Provability and the Halting Problem

I’m currently drafting part of my first paper and got onto the topic of provability. I initially found this topic pretty confusing, but I think I have developed a competent enough understanding to put up a quick note here. Where I use the term Turing machine, there is no loss reading this as “computer program”.

Pedantry and Non-Standard Models

First, I’ll try to discharge the pedantry. In the language of the natural numbers, we have the constant symbols \(0\), \(1\) (the additive and multiplicative units), the binary operation symbols \(+\) and \(\times\) (addition and multiplication), the unary function symbol \(s\) (the “successor” function) and the binary relation \(<\). Hence in a strict technical sense, \(1 + 1 = 2\) is not a sentence in the language of arithmetic, since \(2\) is not a symbol in the language. Of course, this is readily resolved by writing \(1 + 1 = s(1)\) or \(1 + 1 = s(s(0))\) instead. This is to say, when we write \(5\) in a “formula in the language of arithmetic”, we will mean \(s(s(s(s(s(0)))))\), but this is a mouthful.
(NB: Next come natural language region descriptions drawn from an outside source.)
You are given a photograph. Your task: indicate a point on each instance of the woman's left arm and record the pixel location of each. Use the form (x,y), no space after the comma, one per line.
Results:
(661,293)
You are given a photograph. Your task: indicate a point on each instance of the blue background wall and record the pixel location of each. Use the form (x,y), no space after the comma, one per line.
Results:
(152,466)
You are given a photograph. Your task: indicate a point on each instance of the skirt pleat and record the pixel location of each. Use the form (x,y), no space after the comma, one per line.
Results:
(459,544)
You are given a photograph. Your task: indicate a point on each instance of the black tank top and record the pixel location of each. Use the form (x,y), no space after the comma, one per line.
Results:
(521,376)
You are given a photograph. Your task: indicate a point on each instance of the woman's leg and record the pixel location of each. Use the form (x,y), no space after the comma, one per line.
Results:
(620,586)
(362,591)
We introduce “Peano arithmetic” as the standard axioms of arithmetic. None of these will be a surprise, so we omit them – for example commutativity of addition/multiplication, associativity, and so on are all specified as axioms. The “standard model” of Peano arithmetic is the natural numbers \(0, 1, \ldots\) as intuitively understood. Of course, the intuitive notion of a “natural number” and of arithmetic is not immediately translated into formalism. ZFC proves the existence of a “smallest inductive set”, denoted \(\omega\), which is understood as playing the role of the natural numbers. Typically we will assume that ZFC is consistent, grab a model we like (whose arithmetic coincides with our intuitive notion), and take its \(\omega\) as our natural numbers. Hence “standardness” is a relative notion, dependent on our choice of “standard model”.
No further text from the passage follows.